October 23, 2016, 10:26 PM
BY JENNIFER FERMINO, ERIN DURKIN
|Hizzoner's feuds with unions could make it tough to obtain their support when he seeks reelection. (JOE MARINO/NEW YORK DAILY NEWS)|
Bill de Blasio came into office hoping to be the most labor-friendly mayor the city had seen in years, but as he gears up for re-election his work to win over support from some unions may require serious elbow grease.
In a column exclusive to the Daily News, Transport Workers Union Local 100 President John Samuelsen called on workers to question what de Blasio did to help them during his nearly three years in office before deciding whether to support him.
“To my brothers and sisters in the labor movement, I say this: Thoughtfully contemplate whether de Blasio really shares our trade union values before you give the mayor your stamp of approval. At Bill’s core, it’s all about Bill, not the trade unionist working families we represent,” Samuelsen, head of the 42,000-member union, wrote.
De Blasio, initially considered a longshot, did not get the support of most unions in the mayoral primary in 2013, but the labor movement coalesced around him in the general election — a feat he hopes to repeat in 2017, where he does not yet face a serious challenger.
But the mayor angered a number of trade union leaders on issues ranging from prevailing wages to his crusade to ban horse-drawn carriages in Central Park, and some feel his interests lie elsewhere.
|John Samuelsen, president of the Transport Workers Union Local 100, says de Blasio focuses more on himself than unions. (JAMES KEIVOM/NEW YORK DAILY NEWS)|
Gregory Floyd, president of Teamsters Local 237, said de Blasio has too often sided with deep-pocketed supporters and his allies in the progressive movement over union interests.
“If there’s a conflict, he’d go to the donor,” he said.
His union, which represents 24,000 members including school safety agents, has clashed with the de Blasio administration over plans to remove metal detectors from some schools, where he charges the mayor is putting the interests of civil liberties advocates ahead of the safety of his members.
“There are knives and guns and weapons being brought into school every week,” he said. “It's like they have this tone deaf attitude. They have their beliefs, and they won’t deviate from it.”
|Patrick Lynch, head of Patrolmen’s Benevolent Association, is seen at a union rally. The union has clashed with de Blasio over pay raises. (MARCUS SANTOS)|
Building trades unions fought with de Blasio because they want a mandate that builders on affordable housing projects getting subsidies pay union-level prevailing wages.

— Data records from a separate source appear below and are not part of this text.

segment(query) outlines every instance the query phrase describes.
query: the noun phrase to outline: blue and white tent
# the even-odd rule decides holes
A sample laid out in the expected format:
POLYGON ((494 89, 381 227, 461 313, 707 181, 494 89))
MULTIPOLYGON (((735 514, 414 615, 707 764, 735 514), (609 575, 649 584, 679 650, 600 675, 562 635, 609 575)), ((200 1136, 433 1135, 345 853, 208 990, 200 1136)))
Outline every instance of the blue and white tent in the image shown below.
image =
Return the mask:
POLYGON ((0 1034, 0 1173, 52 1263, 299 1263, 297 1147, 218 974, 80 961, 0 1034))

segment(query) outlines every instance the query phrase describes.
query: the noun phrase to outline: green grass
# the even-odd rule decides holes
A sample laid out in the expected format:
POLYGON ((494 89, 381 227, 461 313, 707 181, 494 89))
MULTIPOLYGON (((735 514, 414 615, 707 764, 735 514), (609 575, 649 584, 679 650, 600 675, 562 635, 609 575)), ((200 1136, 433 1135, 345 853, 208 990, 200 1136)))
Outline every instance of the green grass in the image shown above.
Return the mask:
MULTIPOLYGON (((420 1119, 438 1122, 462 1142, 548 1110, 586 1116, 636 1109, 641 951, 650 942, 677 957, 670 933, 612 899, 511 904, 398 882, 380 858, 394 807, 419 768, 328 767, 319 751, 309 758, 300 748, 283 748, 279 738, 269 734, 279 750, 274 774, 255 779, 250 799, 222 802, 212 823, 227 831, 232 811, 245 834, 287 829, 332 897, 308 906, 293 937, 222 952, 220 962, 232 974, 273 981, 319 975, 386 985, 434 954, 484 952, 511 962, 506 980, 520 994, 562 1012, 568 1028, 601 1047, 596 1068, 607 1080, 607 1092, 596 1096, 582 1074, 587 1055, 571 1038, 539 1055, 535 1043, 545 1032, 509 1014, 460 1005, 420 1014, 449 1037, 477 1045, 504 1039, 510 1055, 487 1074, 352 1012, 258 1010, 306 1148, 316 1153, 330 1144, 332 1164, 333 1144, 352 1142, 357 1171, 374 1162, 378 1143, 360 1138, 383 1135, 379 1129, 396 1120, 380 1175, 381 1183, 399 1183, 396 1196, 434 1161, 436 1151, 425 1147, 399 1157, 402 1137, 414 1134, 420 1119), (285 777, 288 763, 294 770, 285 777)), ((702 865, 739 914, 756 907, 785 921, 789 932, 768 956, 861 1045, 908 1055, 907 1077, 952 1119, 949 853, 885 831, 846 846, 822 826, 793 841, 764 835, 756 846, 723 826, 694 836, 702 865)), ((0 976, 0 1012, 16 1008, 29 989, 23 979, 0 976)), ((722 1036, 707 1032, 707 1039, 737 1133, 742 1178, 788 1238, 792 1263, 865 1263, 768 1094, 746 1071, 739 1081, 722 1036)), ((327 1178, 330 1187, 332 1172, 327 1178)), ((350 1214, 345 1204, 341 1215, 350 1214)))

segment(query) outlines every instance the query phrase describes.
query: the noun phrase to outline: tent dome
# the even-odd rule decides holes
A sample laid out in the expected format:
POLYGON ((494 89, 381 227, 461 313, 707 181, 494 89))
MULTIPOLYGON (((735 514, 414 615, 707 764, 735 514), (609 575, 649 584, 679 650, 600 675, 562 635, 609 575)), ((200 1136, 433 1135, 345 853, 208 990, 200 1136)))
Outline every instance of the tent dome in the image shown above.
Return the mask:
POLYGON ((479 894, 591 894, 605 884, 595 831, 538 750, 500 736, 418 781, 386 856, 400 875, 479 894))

Hizzoner resisted, saying that would make it too expensive to build much-needed affordable apartments.
De Blasio also famously feuded with the city’s police unions, which most recently faulted his handling of the fatal shooting of a mentally ill Bronx woman, Deborah Danner. The Patrolmen’s Benevolent Association, which represents 24,000 members, protested the city’s offer of a contract for cops with raises they think are too low.
"We share many of the concerns we've heard from other union leaders, especially as it relates to Mayor de Blasio's poor treatment of working women and men,” said union President Pat Lynch. “If he fails to [negotiate a fair contract], we will continue to make our voices heard and will join with other workers who are being left behind to find new leadership that will listen."
Despite those blunders, some of the city’s large and politically influential unions appear likely to back his re-election bid next year.
|Bob Master of Communications Workers of America says the city hasn't had a pro-union mayor in more than 20 years. (MIKE GROLL/AP)|
"The overwhelming majority of labor people in this city understand that we have not had such a pro-union, pro-worker mayor for over two decades,” said Bob Master, political director of the 30,000-member Communications Workers of America.
De Blasio has won plaudits from labor for his living wage and paid sick day policies, instituting universal pre-kindergarten, backing a higher minimum wage, and recently announcing a plan to make sure fast-food workers have more predictable schedules.
He also settled contracts with the majority of city workers, all of which were long-expired when he took office, and sided with unions in public disputes with private companies.
Harry Nespoli, chair of the Municipal Labor Committee, said most public workers unions are pleased contracts are resolved.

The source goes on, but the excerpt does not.